Fábio no fundo queria uma caçada como aquela que Francisco estava empreendendo, mas fora destacado para cobrir qualquer necessidade na zona metropolitana da capital. Mal sabia ele que ainda naquela noite iniciaria uma perigosa jornada. Meia hora depois o telefone tocou de novo.

– Departamento Especial de Investigação Sobrenatural.

– Eu fiz de novo.

Fábio não reconheceu a voz e a mensagem parecia ser muito estranha já que apenas delegados de policia e os próprios agentes do departamento tinham aquele numero.

– Você não ta me ouvindo? – A voz tremula do rapaz voltou. – Eu fiz de novo!

– Como você conseguiu este número senhor? – Fábio não deu atenção ao que o outro dizia.

– Eu fiz de novo! – Gritou o rapaz desta vez. – Eu chamei ele de novo!

– Por favor senhor acalme-se e diga aonde conseguiu este número!

– Você não está entendendo! Ele me deu o número, eu o chamei e ele quer vocês!

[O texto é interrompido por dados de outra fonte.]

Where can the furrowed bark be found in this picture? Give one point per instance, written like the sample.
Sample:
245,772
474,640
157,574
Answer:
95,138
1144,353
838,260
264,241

– De quem o senhor está falando? Quem o senhor chamou?

– Logo estarei morto e provavelmente você também! – O telefone foi desligado.

Fábio colocou o telefone no gancho, olhou no identificador de chamadas o número de quem havia ligado. Anotou em um papel e voltou a pegar o aparelho, desta vez ele faria uma ligação.

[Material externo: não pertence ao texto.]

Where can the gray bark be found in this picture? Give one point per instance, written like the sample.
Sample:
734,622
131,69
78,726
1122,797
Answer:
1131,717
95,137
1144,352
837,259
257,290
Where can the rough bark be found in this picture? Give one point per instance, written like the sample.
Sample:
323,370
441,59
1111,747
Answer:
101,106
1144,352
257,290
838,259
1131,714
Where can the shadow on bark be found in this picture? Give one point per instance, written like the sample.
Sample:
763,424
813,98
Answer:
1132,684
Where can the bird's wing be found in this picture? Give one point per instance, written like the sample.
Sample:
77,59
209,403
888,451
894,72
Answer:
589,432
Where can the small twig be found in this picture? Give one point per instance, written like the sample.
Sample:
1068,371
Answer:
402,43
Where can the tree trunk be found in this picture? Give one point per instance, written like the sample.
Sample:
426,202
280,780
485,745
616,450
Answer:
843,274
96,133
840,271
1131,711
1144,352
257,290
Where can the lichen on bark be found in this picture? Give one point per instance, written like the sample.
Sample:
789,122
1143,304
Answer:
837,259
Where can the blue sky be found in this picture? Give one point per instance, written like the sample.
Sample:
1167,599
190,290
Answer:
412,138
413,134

Duas horas depois Fábio e Cassiano estavam na rua 18 do Forte no Bairro Bom Sucesso. Encontraram a casa a qual procuravam e desceram do carro. Cassiano era soldado de apoio, tratou de pegar um FAL que sempre trazia consigo e Fábio tirou seu .38 do coldre. Bateram palmas à frente da casa, ninguém atendeu. Entraram pelo portão, nem sinal de cães ou de barulho no pátio, Cassiano fora a frente seguindo direto para a porta. Nela bateu duas vezes e pediu.

– Abra a porta é a policia!

Ninguém apareceu, nenhuma luz no interior da casa. Fábio fez sinal com a cabeça então Cassiano pegou seu estojo de arrombamento. Com um par de gazuas ele abriu a fechadura simples e os dois entraram.

– Somos da policia e estamos entrando! – Gritou Cassiano seguindo os procedimentos. Afinal ainda não estavam em busca de suspeito e nem queriam confronto.

A sala de entrada era simples, nada muito decorada. Sobre uma mesinha encontrava-se o telefone. Fábio pegou o fone e mandou rediscar o ultimo número. Sem surpresa ouviu a voz de Guilherme do outro lado. Cassiano já atravessava a porta da sala que dava acesso à um corredor, ali ele parou. O faixo de luz da lanterna detectou sangue no chão e nas paredes, tudo estava bem lambuzado. Fábio chegou junto ao soldado e fez sinal para que o homem seguisse adiante até a porta por onde os rastros de sangue passavam. Os dois prepararam-se e o investigador abriu a porta. Um cenário bastante indesejável poderia se dizer. Da mesma forma que Fernando fora despedaçado aquele rapaz ali dentro também fora.